Он стоял на краю пирса, и корпус «Парнгкора», принадлежавшего сингапурской пароходной компании, нависал над нами, словно волна, готовая разбиться о берег.
– Я не могу в это поверить. Неужели вот так все кончится?
– Мы тоже поедем? – спросил я, надеясь, что он наконец увидел происходившее моими глазами.
Он покачал головой.
– Нет. Только не так. Только не так. Мы останемся. Будем высоко держать голову. Мы сохраним имя нашей компании незапятнанным и сохраним лицо.
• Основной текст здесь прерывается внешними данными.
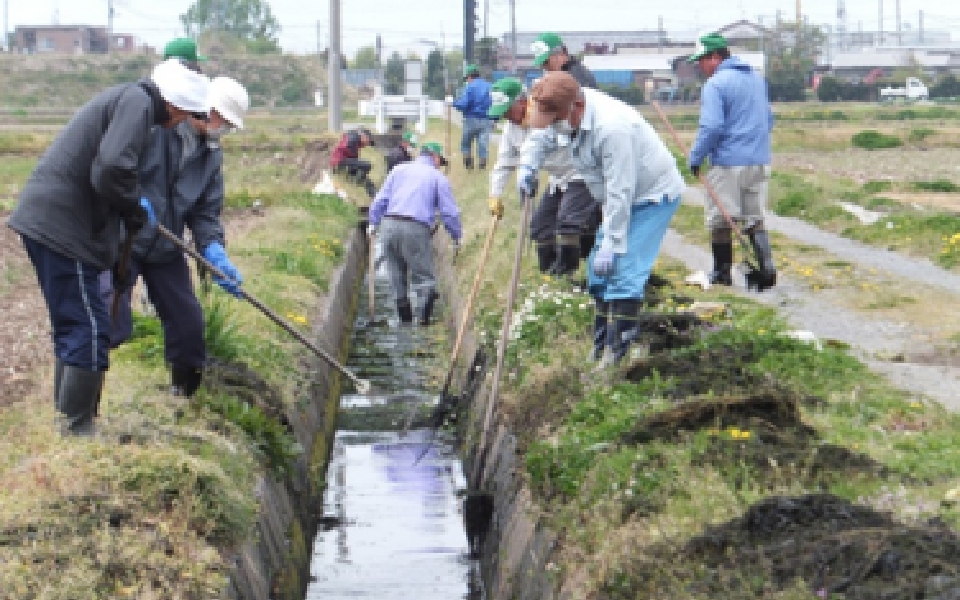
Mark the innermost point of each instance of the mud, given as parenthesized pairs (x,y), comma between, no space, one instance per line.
(834,548)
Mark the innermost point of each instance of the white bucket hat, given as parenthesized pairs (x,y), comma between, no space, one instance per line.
(181,87)
(230,99)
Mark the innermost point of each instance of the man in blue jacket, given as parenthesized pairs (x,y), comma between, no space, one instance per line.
(474,104)
(735,124)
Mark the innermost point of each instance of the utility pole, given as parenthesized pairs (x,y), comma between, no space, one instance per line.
(880,25)
(109,25)
(513,37)
(486,18)
(899,38)
(660,34)
(333,70)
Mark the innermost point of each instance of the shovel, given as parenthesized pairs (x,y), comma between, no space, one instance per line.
(754,276)
(448,401)
(477,501)
(362,385)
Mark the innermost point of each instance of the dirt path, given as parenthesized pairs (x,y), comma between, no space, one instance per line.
(913,364)
(24,329)
(868,337)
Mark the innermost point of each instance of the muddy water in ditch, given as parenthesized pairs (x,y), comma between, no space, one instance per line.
(393,525)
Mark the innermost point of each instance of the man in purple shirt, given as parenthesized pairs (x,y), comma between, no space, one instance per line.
(406,206)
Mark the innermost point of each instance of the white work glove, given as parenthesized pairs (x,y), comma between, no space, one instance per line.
(603,262)
(526,182)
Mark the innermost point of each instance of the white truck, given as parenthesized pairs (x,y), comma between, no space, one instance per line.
(914,90)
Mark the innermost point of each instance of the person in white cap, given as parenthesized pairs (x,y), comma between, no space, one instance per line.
(83,193)
(182,177)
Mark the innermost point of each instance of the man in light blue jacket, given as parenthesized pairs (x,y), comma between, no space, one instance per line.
(627,168)
(474,104)
(735,124)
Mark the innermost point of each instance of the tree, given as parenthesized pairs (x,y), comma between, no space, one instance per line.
(393,75)
(365,58)
(251,21)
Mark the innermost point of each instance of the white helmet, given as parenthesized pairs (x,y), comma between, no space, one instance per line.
(230,99)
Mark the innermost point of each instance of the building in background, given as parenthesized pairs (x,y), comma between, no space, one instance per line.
(70,39)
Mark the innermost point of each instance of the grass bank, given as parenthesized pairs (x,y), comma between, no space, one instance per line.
(734,461)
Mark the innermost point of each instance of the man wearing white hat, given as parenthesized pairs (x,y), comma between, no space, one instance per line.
(84,192)
(182,177)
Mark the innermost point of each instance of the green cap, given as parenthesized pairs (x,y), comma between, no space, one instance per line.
(543,46)
(434,148)
(184,48)
(707,45)
(502,96)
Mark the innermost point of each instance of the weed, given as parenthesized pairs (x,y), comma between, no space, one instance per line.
(940,185)
(875,187)
(918,135)
(871,139)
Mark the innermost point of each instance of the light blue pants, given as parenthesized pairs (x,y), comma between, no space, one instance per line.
(479,129)
(648,225)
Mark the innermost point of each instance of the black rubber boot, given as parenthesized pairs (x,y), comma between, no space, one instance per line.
(722,261)
(600,321)
(624,328)
(57,381)
(767,277)
(185,380)
(77,402)
(404,311)
(546,256)
(568,260)
(428,308)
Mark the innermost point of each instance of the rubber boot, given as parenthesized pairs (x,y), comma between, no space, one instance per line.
(185,380)
(428,308)
(568,256)
(546,256)
(767,277)
(77,402)
(624,329)
(405,311)
(57,380)
(370,187)
(600,320)
(722,261)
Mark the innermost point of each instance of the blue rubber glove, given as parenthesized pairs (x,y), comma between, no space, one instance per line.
(151,216)
(217,256)
(526,182)
(603,262)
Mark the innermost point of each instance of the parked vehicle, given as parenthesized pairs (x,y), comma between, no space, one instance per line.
(914,90)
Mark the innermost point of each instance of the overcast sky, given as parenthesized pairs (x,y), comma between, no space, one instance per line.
(402,22)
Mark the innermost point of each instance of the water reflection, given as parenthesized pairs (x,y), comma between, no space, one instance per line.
(396,528)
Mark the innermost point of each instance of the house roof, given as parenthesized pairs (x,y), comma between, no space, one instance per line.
(654,62)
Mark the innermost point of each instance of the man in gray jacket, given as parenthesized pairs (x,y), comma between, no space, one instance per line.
(181,175)
(83,192)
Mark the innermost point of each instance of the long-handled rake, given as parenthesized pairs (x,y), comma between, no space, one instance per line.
(754,276)
(362,385)
(448,402)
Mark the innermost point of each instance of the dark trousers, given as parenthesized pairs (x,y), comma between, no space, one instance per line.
(170,289)
(570,213)
(355,167)
(78,314)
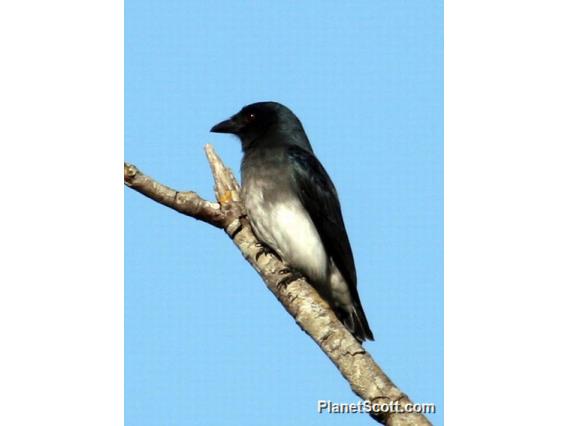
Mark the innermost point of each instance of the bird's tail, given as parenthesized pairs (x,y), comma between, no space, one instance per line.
(356,322)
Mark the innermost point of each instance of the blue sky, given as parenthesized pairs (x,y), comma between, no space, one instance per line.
(205,341)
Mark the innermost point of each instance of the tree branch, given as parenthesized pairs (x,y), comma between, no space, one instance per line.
(310,311)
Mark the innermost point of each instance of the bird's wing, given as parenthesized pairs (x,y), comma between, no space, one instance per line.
(319,198)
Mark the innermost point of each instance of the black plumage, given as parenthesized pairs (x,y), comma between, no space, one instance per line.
(294,208)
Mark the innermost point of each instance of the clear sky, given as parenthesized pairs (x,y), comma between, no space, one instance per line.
(205,341)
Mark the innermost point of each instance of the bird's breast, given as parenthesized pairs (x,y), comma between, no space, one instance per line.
(280,221)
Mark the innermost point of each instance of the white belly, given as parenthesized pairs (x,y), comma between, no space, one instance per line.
(288,229)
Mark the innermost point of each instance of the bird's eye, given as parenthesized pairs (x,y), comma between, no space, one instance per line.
(250,117)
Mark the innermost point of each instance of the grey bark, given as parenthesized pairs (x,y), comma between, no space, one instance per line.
(310,311)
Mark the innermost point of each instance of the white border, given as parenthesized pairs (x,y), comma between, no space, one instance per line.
(506,211)
(61,301)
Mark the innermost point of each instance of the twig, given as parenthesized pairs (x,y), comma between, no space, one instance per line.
(310,311)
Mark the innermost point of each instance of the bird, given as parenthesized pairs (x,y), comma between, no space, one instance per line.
(293,206)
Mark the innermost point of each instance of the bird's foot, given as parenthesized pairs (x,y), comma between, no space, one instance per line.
(264,250)
(291,275)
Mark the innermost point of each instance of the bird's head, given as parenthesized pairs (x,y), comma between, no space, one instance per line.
(255,121)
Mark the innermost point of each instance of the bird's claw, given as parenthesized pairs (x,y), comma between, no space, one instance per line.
(291,275)
(264,250)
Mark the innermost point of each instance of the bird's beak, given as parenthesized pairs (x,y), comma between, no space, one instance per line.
(227,126)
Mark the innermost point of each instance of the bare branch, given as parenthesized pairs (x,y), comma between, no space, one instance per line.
(310,311)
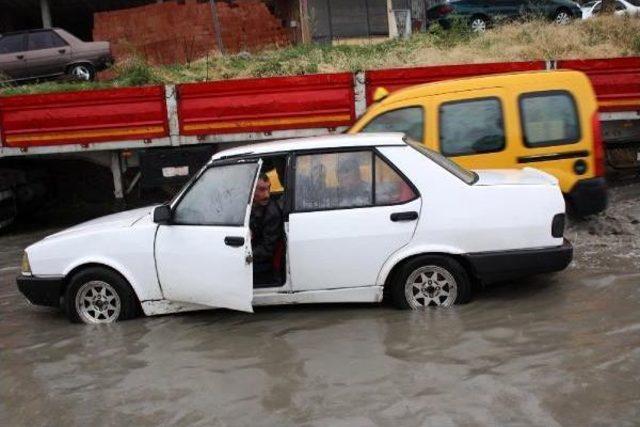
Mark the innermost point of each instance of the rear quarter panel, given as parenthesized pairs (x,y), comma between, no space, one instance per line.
(457,218)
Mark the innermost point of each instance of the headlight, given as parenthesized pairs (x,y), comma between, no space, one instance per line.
(26,267)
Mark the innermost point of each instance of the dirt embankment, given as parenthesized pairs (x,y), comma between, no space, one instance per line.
(602,37)
(610,240)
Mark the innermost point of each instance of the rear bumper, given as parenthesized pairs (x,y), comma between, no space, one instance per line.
(41,291)
(588,197)
(506,265)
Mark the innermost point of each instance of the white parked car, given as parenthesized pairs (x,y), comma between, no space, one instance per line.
(622,7)
(364,216)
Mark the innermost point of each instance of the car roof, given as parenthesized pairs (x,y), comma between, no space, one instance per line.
(315,143)
(35,30)
(479,82)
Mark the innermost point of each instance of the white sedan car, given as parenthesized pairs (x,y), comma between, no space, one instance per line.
(363,216)
(622,7)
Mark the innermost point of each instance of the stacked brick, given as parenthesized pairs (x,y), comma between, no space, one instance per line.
(170,32)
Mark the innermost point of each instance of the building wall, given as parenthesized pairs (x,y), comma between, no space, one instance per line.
(167,33)
(335,19)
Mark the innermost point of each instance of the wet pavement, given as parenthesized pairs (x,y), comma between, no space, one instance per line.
(562,349)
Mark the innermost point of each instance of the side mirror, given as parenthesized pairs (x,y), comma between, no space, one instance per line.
(162,215)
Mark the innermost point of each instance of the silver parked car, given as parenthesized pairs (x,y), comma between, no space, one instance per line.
(50,53)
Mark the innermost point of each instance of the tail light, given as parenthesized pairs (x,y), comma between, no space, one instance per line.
(557,225)
(598,145)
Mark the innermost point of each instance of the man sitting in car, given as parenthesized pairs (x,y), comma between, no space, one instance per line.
(266,231)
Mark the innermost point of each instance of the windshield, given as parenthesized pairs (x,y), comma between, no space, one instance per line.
(467,176)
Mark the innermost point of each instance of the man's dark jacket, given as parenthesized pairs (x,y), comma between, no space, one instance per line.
(266,231)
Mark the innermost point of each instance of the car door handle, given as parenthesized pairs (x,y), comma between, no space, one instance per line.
(234,241)
(404,216)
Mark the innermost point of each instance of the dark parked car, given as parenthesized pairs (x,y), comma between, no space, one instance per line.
(481,14)
(49,53)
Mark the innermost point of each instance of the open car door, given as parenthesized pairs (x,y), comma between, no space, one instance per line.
(203,256)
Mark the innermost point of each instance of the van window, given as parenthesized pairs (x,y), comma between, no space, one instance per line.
(408,120)
(549,118)
(471,127)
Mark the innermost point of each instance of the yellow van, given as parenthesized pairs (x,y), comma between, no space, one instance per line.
(547,120)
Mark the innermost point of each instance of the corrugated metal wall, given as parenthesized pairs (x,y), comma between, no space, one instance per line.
(335,19)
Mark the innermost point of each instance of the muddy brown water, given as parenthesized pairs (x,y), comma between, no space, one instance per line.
(560,349)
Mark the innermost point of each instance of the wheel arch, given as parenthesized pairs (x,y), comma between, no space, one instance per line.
(393,269)
(72,271)
(486,18)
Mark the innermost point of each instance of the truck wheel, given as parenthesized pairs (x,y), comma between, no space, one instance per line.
(99,295)
(431,281)
(82,72)
(479,24)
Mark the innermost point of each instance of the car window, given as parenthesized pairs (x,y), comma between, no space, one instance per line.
(549,118)
(390,187)
(12,44)
(408,120)
(465,175)
(334,180)
(44,40)
(220,196)
(471,127)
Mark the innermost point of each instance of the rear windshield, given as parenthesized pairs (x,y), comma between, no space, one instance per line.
(467,176)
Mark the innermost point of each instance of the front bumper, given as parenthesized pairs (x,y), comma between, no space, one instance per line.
(588,197)
(505,265)
(41,290)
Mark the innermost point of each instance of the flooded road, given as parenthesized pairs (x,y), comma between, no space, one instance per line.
(555,350)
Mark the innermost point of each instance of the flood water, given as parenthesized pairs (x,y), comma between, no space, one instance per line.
(562,349)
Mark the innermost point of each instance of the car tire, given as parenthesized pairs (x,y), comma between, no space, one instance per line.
(82,72)
(430,281)
(99,295)
(562,16)
(479,23)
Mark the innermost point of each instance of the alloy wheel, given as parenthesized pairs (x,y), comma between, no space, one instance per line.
(98,302)
(562,18)
(430,286)
(81,72)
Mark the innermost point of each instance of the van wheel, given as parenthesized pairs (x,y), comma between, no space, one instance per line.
(431,281)
(99,295)
(562,17)
(82,72)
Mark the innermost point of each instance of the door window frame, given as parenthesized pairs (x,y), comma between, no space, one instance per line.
(373,151)
(51,34)
(181,195)
(466,101)
(552,143)
(24,43)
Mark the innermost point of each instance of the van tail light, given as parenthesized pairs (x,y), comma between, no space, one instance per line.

Я подумал, что жизнь, прожитая на Пенанге, перестроила его образ мыслей на восточный лад.
– Этот корабль – последний. После того как он отчалит, мы сможем надеяться только на себя.
Толпа толкала и теснила нас, спеша вверх по сходням. Я уныло смотрел, как люди взбирались на борт. Скоро не должно было остаться никого, никого, кроме нас двоих.
Когда поднимали сходни, отец взял меня за плечо. Я подавил внезапный порыв взбежать на корабль и закричать матросам, чтобы те пустили меня внутрь, позволили спастись из хаоса, в который превратилась моя жизнь. Пароход прогудел и стал отходить от платформы, затрясшейся мелкой дрожью. Люди стояли на палубе и смотрели на нас. Не было ни цветных лент, ни надувных шариков, ни веселья. Маленький мальчик, державший мать за руку, поднял вторую руку и помахал нам на прощание. Я отошел на шаг от отца, к самому краю пирса, и помахал в ответ. Это было прощание не только с местом, но и с образом жизни, даже целой жизнью, и мне подумалось, что тот маленький мальчик уже тогда понимал, что дни, в которые он рос, играл, жил, ушли безвозвратно.
Несмотря на то что отец отказался от тайного переезда в Сингапур, многие европейцы согласились на такой шаг. Практически все британское население, как гражданское, так и военное, внезапно исчезло, оставив слуг и друзей с чувством, что их предали. От этого чувства брошенности им было не суждено излечиться; уехав, англичане потеряли немыслимое количество лица.